Their groves.—Here the grove itself in which the idol was worshipped, and so in Deuteronomy 16:21. Sometimes the word is used for the image.
Burn their graven images with fire.—David treated the images of the Philistines thus (1 Chronicles 14:12). Compare Isaiah 37:19.
A special people.—The same word with the “peculiar treasure” of Exodus 19:5 and the “jewels” of Malachi 3:17. The private property of King David is described by the same word (1 Chronicles 29:3), “mine own proper good.” (See also Deuteronomy 14:2; Deuteronomy 26:18; Psalm 135:4 )
Ye were the fewest of all people.—It may be observed that the development of the Moabites, Ammonites, Ishmaelites, and Edomites (all, like Israel, descended from Terah), was far more rapid than that of the chosen line. Abraham had twelve grandsons through Ishmael, but only the same number of great grandsons through Isaac and Jacob. Edom, Moab, and Ammon all preceded Israel in the conquest of territory. Kings reigned in Edom “before there reigned any king over the children of Israel” (Genesis 36:31). It was only “when the time of the promise drew nigh” that “the (chosen) people grew and multiplied in Egypt.” The Scripture is throughout consistent in representing their development as due to the special providence of God. (See also on Deuteronomy 10:22.)
If ye hearken.—Literally, as a return for your hearkening. (See Note on Deuteronomy 8:19.)
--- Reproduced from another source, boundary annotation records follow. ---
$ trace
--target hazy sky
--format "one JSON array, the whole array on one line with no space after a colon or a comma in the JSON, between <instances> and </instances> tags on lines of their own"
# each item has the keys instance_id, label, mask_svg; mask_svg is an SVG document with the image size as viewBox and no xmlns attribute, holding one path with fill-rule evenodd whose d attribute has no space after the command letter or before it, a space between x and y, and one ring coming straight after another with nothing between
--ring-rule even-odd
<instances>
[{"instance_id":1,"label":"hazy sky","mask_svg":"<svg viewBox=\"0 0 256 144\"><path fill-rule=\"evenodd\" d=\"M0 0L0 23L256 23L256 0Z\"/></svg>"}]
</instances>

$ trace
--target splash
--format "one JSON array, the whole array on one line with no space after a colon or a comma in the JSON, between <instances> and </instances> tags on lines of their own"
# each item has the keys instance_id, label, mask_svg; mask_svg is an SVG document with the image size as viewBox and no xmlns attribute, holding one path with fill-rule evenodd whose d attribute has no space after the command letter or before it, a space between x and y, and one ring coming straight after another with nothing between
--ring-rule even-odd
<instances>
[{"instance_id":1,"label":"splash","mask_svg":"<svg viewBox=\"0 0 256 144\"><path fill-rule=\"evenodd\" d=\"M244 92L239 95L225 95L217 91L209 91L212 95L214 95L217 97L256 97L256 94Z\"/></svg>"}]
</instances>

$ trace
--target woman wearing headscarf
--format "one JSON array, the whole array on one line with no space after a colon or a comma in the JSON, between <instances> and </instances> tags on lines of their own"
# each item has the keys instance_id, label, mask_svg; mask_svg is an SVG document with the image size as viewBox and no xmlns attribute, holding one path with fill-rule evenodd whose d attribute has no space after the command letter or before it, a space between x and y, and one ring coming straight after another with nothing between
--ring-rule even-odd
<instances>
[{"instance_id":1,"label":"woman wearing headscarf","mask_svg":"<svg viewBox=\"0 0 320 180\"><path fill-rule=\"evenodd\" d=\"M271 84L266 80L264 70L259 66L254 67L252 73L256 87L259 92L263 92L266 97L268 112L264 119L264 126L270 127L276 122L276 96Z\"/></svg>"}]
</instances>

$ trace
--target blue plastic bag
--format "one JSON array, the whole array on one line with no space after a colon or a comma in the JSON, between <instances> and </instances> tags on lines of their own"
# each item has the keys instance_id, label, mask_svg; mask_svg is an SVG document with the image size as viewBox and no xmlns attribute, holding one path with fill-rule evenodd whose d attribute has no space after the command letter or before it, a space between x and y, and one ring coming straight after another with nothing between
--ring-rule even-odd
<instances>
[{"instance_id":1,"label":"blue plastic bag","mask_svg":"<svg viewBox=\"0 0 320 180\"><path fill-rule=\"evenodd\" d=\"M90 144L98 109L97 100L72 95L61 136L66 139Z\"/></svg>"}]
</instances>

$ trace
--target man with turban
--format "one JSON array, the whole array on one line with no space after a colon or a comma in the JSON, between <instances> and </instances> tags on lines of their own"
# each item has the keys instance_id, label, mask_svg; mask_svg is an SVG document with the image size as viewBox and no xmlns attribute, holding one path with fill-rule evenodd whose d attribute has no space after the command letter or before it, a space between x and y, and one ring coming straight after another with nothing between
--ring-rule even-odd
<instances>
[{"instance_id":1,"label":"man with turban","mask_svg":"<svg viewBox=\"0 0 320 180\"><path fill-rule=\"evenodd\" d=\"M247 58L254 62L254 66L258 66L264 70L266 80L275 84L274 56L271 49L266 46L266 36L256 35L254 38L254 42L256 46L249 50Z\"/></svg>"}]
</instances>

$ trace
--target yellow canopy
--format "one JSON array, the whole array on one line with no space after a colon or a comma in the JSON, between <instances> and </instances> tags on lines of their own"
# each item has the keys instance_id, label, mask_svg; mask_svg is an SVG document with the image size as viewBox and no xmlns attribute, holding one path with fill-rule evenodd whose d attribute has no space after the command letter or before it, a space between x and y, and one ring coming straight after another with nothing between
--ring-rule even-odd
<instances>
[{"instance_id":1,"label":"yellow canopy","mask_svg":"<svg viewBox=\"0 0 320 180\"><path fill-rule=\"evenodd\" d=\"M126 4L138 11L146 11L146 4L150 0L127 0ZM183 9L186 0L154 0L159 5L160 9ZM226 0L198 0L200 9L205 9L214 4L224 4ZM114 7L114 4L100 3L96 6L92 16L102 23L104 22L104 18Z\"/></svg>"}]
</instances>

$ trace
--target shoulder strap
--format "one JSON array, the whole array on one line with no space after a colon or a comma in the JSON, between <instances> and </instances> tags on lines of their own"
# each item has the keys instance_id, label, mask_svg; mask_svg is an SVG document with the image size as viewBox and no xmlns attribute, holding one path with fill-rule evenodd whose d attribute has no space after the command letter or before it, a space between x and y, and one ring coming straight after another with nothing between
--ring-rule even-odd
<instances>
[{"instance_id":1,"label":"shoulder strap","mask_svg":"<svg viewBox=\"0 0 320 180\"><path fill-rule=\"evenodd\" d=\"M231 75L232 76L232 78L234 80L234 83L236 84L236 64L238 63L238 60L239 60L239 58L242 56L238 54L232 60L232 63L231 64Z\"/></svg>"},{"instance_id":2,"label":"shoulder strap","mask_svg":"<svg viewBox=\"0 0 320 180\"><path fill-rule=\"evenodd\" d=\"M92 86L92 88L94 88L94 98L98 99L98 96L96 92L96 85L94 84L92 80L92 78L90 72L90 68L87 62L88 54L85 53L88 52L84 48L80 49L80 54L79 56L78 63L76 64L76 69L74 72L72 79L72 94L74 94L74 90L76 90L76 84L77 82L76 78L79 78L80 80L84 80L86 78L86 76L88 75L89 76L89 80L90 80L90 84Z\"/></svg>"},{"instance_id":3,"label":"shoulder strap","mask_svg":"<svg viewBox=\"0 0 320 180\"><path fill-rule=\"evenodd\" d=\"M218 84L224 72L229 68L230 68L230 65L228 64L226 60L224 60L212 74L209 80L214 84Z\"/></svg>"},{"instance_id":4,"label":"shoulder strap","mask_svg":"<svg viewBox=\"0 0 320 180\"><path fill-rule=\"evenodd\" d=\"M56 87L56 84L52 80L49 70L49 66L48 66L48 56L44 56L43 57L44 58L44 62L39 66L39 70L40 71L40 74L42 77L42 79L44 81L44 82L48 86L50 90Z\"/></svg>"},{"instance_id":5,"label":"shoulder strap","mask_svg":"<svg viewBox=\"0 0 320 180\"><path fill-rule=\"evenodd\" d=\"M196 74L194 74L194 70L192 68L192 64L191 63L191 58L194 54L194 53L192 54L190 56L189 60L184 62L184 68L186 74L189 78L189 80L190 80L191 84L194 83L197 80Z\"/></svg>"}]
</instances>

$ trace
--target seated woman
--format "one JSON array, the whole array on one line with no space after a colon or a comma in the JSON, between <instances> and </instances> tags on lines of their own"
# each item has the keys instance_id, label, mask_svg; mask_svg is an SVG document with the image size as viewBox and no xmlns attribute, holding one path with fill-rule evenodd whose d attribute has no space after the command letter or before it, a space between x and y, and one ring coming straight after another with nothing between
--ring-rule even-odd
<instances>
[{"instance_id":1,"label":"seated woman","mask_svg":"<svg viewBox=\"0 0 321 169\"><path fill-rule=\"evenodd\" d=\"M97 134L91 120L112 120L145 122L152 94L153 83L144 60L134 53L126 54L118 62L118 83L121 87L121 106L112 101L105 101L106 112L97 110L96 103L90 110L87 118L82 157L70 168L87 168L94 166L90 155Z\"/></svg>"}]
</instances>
By little and little.—This confirms the view already expressed, that the expulsion of each particular nation was contingent upon the Divine decree, and that none were to be attacked by Israel except when the Lord should deliver them into Israel’s hand.
There shall no man be able to stand before thee.—A promise personally renewed to Joshua (Joshua 1:5), and fulfilled to Israel under his command (Josh. 20:44).
Deuteronomy 7:26Neither shalt thou bring an abomination into thine house, lest thou be a cursed thing like it: but thou shalt utterly detest it, and thou shalt utterly abhor it; for it is a cursed thing.